Ora, todo movimento social que obteve vitória na demanda por algum direito social sabe que não se pode reservar as transformações do direito positivo exclusivamente ao movimento de jurisprudência, como se as transformações – que não são “frias”, mas reacionárias ou progressistas, isto é, com sentido político – respondessem apenas a uma necessidade interna do sistema jurídico; ou como se fossem legitimadas em discussões igualitárias cujo procedimento estivesse calcado em uma razão comum. As conquistas sociais sedimentadas na forma jurídica são resultado de disputas que envolvem racionalidades distintas, que envolvem força política, que envolvem posição explícita a respeito do sentido progressista que tais demandas representam, considerando a vida concreta das pessoas (não todas, é claro…).
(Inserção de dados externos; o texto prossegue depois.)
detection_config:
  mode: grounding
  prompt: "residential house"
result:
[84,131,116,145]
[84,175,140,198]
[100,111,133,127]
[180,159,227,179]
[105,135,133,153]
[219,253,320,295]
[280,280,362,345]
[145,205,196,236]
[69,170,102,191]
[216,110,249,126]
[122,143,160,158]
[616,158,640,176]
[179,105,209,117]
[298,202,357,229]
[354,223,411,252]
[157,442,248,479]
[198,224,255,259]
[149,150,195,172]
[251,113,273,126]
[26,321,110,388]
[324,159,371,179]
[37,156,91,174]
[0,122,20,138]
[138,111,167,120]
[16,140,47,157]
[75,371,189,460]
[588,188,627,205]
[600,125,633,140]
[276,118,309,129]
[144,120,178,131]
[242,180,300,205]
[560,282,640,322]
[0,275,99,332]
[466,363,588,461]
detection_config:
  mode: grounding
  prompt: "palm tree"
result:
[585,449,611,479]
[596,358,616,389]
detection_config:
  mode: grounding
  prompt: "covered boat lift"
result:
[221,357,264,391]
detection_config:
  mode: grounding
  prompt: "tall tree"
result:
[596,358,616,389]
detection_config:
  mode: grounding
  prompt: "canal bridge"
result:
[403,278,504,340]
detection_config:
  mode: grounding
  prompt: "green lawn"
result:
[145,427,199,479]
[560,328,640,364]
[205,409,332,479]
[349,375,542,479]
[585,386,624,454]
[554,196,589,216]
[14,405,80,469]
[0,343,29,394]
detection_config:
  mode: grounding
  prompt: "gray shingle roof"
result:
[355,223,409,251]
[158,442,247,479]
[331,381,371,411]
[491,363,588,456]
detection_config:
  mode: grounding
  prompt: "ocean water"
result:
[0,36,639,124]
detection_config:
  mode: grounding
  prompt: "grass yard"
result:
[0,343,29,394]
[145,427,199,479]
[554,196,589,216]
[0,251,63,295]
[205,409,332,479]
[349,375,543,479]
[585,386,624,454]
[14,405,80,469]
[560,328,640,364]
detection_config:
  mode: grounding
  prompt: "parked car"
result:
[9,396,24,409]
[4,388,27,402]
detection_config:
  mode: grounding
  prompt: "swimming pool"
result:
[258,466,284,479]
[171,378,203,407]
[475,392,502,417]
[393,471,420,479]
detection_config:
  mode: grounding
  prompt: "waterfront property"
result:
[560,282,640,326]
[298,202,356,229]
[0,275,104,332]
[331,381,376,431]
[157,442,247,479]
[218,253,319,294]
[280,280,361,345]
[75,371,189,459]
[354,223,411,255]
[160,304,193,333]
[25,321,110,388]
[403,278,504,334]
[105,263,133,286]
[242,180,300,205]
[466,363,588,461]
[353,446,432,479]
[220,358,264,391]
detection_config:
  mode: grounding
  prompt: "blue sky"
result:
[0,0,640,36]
Combater o normativismo não implica dizer que não há democracia, mas estado de exceção. As medidas de exceção só estão em disputa política e social em uma democracia, em um espaço aberto justamente a diferentes narrativas e interpretações sobre os fatos e sobre o dever-ser (direito). Enquanto pudermos enfrentar esse debate, há democracia. E é explicitando o sentido reacionário de interpretações e decisões correntes que poderemos manter esse espaço aberto e nos colocarmos dele de maneira distinta daquela religiosa pela qual se coloca as decisões jurídicas acima da crítica social. Abrir mão de mostrar que há sentidos distintos nas normas e na sua aplicação é abrir mão de colocar-se no espaço aberto e indeterminado que a democracia permite.